December 5, 2018
Day 13: Nick Mortimer, CSIRO
Data arrives from all kinds of sources on a modern research vessel. After nearly two weeks at sea we have collected more than 40,000 images of the seafloor. Each day as an engineer and data scientist I try not to be overwhelmed by the flow of data. Data velocity is key to any large scale research, we have a finite amount of time and lots of data that needs to be processed to deliver scientific outcomes. My goal is to increase data velocity. Velocity has two components: speed and direction. Onboard Investigator, I concentrate on speeding up the flow of data towards the scientific outcomes needed for successful research.
It’s a job that I could never have imagined doing as a young boy. In those days, I loved pressing flowers, knitting and long division. Over time, that developed into a passion for electronics programming and building things. Forty years after getting my first 8-bit computer with 4k memory, I’m on a ship with high-speed internet, a compute cluster with over 240 processors with 600Gb of memory, watching high definition pictures combined with stereo still images coming from the seafloor more than one thousand metres below me. The pictures are coming back to the ship in real time over a fibre optic cable. This technology allows us to know exactly where images are taken, despite having nearly 2000 metres of cable out behind the ship.
After every deployment of the camera system I run my python scripts to check the data, renaming and organising the data feeds checking quality, extracting and analysing information from the images. Meanwhile Chris, a colleague back on shore in Hobart, logs into the ship and fires up a docker container on our cluster to ingest the imagery into our video annotation system. Candice and Mark, who head up our imaging team onboard, use the calibrated stereo images to draw accurately measured quadrats on images for assessment of deep-sea coral cover.
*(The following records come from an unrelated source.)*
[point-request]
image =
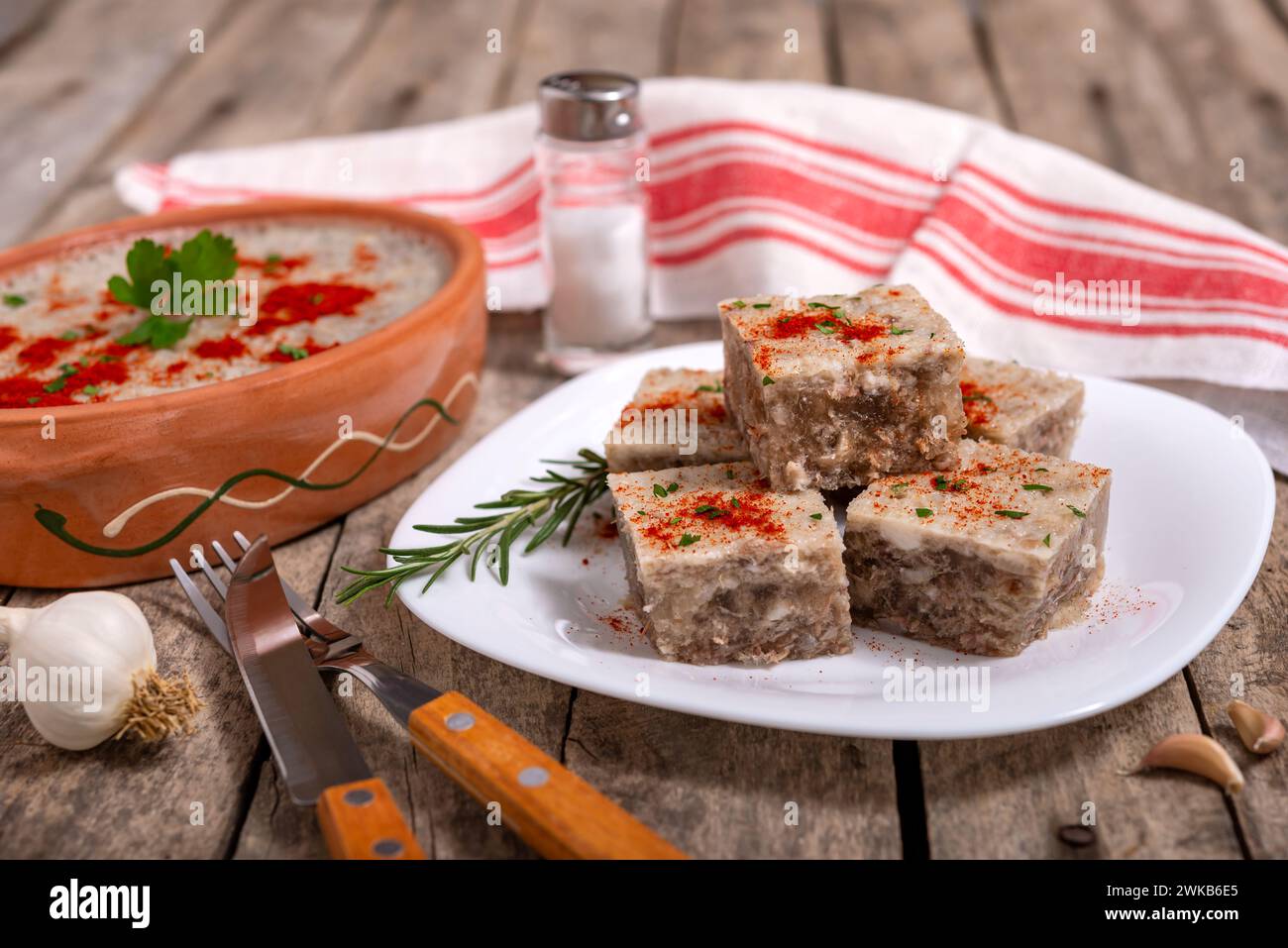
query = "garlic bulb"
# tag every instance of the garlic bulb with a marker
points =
(84, 668)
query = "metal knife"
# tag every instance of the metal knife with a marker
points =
(314, 753)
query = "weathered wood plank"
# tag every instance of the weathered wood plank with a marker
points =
(75, 82)
(241, 90)
(424, 62)
(752, 39)
(1173, 91)
(1247, 661)
(732, 791)
(1006, 797)
(129, 800)
(919, 50)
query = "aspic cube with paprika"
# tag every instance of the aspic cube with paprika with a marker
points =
(984, 558)
(1028, 408)
(837, 391)
(677, 417)
(725, 570)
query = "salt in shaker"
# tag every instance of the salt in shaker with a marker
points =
(590, 155)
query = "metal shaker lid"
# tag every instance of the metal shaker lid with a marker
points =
(589, 106)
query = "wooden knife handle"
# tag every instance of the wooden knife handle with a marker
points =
(361, 820)
(554, 810)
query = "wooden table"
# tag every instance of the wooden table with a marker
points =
(1173, 91)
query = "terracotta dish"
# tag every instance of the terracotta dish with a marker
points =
(103, 491)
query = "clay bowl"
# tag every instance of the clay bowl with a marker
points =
(59, 496)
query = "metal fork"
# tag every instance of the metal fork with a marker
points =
(330, 647)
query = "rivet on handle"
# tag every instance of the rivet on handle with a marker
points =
(462, 720)
(533, 777)
(386, 849)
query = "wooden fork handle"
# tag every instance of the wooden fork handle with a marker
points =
(361, 820)
(554, 810)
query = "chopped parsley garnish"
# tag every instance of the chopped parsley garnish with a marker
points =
(156, 331)
(205, 257)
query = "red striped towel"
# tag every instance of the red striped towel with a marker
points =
(1030, 252)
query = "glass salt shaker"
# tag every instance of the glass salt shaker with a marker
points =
(593, 210)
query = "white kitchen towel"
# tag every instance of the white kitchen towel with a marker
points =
(1030, 252)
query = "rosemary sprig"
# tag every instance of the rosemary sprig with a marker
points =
(562, 502)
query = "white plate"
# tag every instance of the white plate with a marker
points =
(1190, 514)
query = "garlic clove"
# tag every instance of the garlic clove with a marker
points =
(1196, 754)
(1261, 733)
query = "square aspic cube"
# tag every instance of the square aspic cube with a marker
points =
(1026, 408)
(836, 391)
(725, 570)
(678, 416)
(982, 559)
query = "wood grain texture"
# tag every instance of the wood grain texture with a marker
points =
(421, 63)
(361, 820)
(241, 90)
(732, 791)
(1247, 661)
(73, 81)
(1008, 797)
(918, 50)
(748, 39)
(555, 811)
(179, 798)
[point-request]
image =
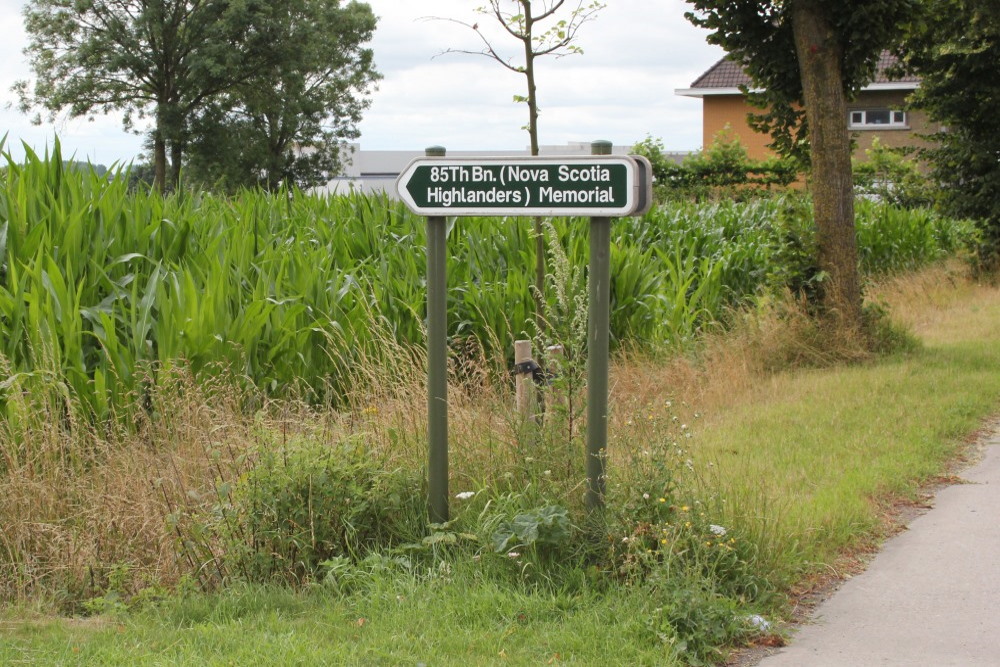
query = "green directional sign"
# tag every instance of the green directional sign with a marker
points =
(607, 186)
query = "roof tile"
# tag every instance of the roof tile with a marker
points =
(728, 73)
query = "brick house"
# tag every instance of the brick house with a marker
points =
(878, 111)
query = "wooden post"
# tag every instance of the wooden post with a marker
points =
(555, 395)
(524, 383)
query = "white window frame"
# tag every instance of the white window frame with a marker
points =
(898, 119)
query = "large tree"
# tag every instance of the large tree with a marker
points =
(162, 59)
(288, 122)
(955, 47)
(807, 57)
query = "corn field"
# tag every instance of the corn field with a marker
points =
(103, 288)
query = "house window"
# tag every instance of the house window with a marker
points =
(871, 119)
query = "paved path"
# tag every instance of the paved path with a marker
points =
(930, 598)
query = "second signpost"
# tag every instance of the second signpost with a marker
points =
(601, 186)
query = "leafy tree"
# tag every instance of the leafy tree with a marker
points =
(287, 123)
(163, 59)
(808, 57)
(540, 28)
(955, 47)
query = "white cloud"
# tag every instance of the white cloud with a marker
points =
(636, 52)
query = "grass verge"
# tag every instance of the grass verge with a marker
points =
(797, 467)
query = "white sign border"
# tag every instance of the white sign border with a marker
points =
(632, 186)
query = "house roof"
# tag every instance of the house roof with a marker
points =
(726, 76)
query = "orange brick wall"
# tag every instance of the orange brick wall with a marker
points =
(722, 111)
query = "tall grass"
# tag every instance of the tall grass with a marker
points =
(103, 289)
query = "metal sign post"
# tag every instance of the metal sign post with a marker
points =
(437, 363)
(601, 187)
(598, 336)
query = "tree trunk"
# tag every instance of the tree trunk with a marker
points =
(176, 158)
(159, 161)
(819, 55)
(529, 73)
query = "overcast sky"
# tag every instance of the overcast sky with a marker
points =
(636, 53)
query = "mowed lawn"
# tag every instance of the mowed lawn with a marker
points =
(810, 459)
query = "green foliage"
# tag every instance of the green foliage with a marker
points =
(759, 35)
(305, 506)
(888, 175)
(103, 290)
(244, 81)
(286, 124)
(953, 45)
(722, 171)
(541, 530)
(163, 59)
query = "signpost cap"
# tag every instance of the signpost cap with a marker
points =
(601, 147)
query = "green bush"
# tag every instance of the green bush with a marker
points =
(723, 170)
(304, 504)
(888, 175)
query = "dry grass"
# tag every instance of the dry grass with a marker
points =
(79, 507)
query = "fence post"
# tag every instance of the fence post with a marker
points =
(524, 381)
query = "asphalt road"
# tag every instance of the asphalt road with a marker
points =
(930, 598)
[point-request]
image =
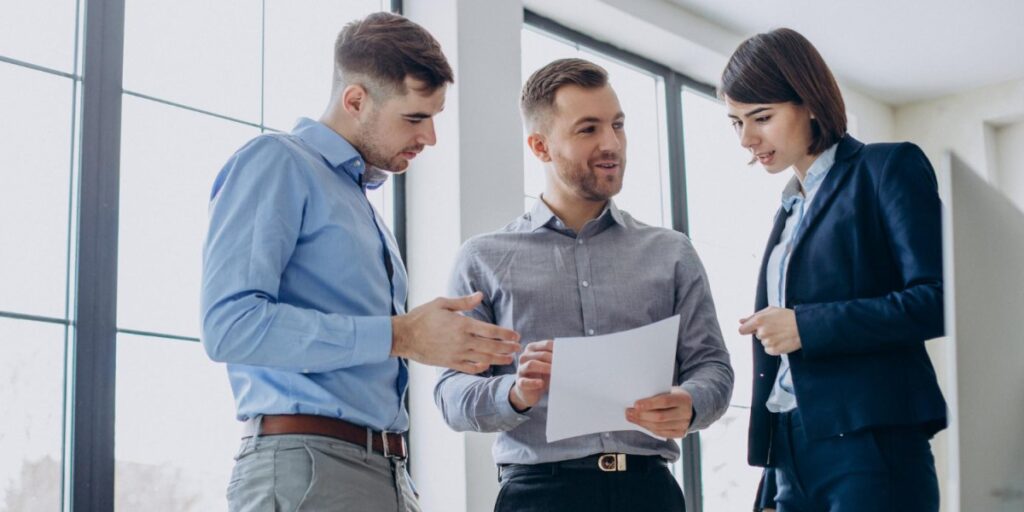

Although we work 12 hours shifts at sea, the prolonged separation from family and friends often makes you reflect on who you are and what you do. The term data science was first coined in 2008, since then it has come to the fore in popular culture. Sometimes I ask myself: am I a data scientist, an engineer, or a programmer? Earlier this year I was at a data science conference in Boston and met Drew Conway, famous for his venn diagram of data science. He listed three components: hacking skills, math and statistics, and substantive expertise. Working at CSIRO where you are surrounded by internationally acknowledged experts in almost every field, it can be difficult to get an idea of the levels required for each of these skills. I have great hacking skills, an ability to get things working, nearly 20 years of writing code to analyse scientific data for oceanographic research, and an ongoing love for long division: so I guess I could be a data scientist!